EDITO de la Newsletter #10
Éviter. Réduire. Compenser.
Éviter de construire quand ce n’est pas indispensable, réduire l’emprise des terres artificialisées et compenser celles qui l’ont été.
Ce sont les actions qui vont s’imposer à nous dans les prochaines années afin de préserver ns sols, ce bien vital à tous, trop longtemps considéré comme une ressource infini, disponible à tout moment. Nous savons aujourd’hui qu’il n’en est rien. Les atteintes quantitatives et qualitatives s’inscrivent dans le temps dès lors qu’une terre a été artificialisée. Elles impactent, irrémédiablement, tous les équilibres. Les conséquences sont désastreuses : extinction de la biodiversité et destruction des écosystèmes, augmentation du niveau de pollution et des émissions de CO2, perte de terres et d’autonomie agricole, aggravation des catastrophes naturelles, etc.

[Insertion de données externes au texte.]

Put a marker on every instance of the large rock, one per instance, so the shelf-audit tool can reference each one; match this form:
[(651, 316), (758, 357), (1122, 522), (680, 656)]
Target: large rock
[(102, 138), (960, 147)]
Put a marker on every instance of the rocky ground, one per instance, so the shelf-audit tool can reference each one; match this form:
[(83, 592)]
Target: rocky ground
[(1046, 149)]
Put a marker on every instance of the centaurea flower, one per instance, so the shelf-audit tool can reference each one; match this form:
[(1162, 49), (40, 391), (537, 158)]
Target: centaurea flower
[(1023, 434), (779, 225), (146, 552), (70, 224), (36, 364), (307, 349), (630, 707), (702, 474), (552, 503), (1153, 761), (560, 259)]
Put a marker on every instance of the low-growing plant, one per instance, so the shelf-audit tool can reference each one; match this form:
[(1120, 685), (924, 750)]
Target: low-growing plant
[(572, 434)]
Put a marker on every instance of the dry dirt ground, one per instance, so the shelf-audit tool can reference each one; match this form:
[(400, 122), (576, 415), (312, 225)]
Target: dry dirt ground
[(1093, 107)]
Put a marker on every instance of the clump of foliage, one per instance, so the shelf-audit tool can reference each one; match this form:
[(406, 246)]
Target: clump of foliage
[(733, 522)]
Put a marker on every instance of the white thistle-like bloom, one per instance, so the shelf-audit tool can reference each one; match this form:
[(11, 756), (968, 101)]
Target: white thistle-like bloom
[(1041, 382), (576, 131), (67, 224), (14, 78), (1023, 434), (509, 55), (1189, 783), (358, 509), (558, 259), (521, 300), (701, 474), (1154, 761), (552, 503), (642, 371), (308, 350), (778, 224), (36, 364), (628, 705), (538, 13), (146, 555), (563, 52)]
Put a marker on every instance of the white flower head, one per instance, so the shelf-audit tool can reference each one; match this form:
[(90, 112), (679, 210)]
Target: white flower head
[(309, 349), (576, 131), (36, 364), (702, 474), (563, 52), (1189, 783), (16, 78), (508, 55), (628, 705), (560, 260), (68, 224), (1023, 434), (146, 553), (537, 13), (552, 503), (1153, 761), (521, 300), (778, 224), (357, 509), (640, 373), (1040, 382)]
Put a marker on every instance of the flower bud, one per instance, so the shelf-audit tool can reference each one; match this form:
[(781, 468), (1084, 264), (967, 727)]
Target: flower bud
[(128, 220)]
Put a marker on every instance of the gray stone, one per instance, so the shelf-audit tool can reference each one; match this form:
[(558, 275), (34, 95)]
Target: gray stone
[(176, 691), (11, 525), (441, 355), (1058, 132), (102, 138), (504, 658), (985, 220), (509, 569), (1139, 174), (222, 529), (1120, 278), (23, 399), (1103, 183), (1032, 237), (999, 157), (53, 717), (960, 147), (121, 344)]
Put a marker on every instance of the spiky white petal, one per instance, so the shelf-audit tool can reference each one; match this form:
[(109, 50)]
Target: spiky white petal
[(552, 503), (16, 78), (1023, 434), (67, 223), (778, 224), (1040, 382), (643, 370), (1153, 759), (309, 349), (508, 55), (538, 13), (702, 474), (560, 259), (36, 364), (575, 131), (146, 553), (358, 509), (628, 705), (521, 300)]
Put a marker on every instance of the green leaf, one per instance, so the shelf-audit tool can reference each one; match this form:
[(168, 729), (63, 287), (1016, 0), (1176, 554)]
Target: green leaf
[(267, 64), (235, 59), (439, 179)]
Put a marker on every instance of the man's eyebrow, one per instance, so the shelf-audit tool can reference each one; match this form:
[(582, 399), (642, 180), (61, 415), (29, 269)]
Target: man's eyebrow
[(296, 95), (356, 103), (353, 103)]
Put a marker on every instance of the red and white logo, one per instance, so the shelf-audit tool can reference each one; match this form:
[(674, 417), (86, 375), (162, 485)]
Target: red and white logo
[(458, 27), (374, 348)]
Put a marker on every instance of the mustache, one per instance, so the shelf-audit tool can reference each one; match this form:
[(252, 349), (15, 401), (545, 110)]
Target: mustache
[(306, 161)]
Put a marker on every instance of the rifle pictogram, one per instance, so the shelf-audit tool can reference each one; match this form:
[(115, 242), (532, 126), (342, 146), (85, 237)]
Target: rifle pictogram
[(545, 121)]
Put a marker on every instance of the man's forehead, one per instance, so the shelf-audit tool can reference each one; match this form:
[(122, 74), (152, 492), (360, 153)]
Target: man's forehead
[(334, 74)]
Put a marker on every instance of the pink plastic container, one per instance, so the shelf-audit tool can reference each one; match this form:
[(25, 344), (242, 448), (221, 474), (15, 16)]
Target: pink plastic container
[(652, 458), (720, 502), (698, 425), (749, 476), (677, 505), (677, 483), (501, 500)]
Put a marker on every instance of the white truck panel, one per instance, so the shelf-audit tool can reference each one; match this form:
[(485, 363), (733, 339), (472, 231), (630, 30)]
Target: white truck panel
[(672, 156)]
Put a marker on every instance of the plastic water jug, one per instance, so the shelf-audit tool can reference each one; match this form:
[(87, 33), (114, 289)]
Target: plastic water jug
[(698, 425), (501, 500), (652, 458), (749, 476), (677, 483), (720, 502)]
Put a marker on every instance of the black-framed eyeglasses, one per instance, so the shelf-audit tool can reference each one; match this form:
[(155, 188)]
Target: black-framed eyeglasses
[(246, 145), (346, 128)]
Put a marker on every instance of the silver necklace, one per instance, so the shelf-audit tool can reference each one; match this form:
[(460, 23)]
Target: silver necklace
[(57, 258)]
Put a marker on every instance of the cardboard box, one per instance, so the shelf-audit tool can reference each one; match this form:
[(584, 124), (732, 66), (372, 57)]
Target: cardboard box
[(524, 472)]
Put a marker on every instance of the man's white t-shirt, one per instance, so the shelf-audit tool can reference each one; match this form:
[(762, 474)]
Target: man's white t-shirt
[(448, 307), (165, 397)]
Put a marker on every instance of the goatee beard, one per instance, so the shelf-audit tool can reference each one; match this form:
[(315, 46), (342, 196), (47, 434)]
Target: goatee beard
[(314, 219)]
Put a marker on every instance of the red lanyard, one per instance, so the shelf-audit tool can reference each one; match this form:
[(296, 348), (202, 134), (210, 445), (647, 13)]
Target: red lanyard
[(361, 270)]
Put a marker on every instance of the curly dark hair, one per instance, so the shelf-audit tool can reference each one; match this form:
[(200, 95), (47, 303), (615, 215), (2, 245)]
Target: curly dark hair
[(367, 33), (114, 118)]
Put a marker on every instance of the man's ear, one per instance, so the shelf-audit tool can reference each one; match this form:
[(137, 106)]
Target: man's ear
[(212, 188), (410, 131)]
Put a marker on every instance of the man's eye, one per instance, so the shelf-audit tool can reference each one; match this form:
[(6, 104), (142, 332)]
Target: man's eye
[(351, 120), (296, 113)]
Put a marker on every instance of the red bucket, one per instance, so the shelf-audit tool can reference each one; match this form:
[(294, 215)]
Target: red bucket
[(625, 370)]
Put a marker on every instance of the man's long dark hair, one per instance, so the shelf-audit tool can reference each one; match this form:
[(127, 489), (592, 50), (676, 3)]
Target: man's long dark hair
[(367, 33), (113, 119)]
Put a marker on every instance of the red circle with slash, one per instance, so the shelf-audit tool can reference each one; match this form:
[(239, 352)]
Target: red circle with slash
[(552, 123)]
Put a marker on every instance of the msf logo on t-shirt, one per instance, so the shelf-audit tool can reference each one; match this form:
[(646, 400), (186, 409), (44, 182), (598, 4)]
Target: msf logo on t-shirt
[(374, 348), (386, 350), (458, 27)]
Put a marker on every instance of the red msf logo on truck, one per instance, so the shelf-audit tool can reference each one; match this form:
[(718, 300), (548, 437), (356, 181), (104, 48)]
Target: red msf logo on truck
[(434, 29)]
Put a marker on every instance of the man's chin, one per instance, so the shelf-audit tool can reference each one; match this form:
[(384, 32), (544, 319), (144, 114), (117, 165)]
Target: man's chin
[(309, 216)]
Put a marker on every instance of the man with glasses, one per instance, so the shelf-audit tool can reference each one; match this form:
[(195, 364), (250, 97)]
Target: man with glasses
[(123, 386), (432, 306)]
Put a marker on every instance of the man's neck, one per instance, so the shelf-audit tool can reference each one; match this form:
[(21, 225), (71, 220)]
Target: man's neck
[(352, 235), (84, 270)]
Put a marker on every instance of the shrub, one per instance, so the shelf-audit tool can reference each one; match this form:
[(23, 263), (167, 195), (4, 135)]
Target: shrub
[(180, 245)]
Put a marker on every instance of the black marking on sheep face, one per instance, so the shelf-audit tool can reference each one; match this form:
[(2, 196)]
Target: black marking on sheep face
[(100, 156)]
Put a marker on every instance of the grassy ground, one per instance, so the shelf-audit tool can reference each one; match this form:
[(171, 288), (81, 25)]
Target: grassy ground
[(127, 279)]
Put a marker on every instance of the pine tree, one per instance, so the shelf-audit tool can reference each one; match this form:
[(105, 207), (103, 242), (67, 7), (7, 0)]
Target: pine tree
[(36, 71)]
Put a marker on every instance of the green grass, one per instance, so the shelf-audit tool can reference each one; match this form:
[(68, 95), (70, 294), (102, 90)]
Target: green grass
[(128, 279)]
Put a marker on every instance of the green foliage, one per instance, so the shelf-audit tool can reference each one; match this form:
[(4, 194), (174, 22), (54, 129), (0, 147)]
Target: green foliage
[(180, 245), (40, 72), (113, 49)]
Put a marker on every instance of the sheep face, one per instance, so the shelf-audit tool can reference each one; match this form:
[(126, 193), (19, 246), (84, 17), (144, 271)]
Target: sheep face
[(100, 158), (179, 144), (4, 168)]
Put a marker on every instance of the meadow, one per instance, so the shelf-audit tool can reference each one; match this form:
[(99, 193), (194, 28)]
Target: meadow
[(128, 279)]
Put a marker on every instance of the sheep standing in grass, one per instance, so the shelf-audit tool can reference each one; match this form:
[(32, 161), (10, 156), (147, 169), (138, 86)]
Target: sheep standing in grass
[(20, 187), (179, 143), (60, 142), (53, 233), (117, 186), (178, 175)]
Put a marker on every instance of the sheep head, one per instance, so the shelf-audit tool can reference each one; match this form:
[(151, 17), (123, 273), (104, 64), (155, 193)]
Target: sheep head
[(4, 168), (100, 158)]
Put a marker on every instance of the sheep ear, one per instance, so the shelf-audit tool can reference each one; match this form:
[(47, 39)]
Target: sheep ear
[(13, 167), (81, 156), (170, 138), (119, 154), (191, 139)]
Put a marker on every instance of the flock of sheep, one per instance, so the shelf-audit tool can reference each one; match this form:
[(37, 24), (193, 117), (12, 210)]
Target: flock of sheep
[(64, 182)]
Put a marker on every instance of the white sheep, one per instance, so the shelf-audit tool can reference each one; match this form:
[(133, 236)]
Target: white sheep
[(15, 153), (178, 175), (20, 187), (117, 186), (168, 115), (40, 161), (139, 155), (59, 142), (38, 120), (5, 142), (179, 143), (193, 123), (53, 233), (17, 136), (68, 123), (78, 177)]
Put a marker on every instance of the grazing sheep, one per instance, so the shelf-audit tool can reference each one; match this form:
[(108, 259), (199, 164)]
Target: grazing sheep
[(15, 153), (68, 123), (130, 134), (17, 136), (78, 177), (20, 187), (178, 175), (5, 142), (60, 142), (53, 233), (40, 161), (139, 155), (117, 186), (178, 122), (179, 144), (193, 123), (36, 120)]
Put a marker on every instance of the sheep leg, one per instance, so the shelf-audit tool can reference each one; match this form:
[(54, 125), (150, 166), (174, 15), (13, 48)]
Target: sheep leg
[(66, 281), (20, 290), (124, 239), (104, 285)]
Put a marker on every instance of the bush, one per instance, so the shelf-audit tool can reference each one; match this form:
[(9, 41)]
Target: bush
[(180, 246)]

L’urgence d’agir est prégnante.
Entre 1982 et 2018, les surfaces artificialisées ont augmenté de 72 % à l’échelle nationale, soit 57 600 hectares de plus par an (plus de cinq fois la surface de Paris). On atteignait alors un total de 5 millions d’hectares artificialisés, une fois et demie la surface de la région Centre – Val de Loire !
Progressivement, l’idée d’aller vers « zéro artificialisation nette » (ZAN) a émergé.
Son principe : décroitre le rythme de consommation galopante de terres, notamment celles classées naturelles, agricoles ou forestières jusqu’à trouver un équilibre où, pour chaque espace artificialisé, une surface équivalente devra être renaturalisée.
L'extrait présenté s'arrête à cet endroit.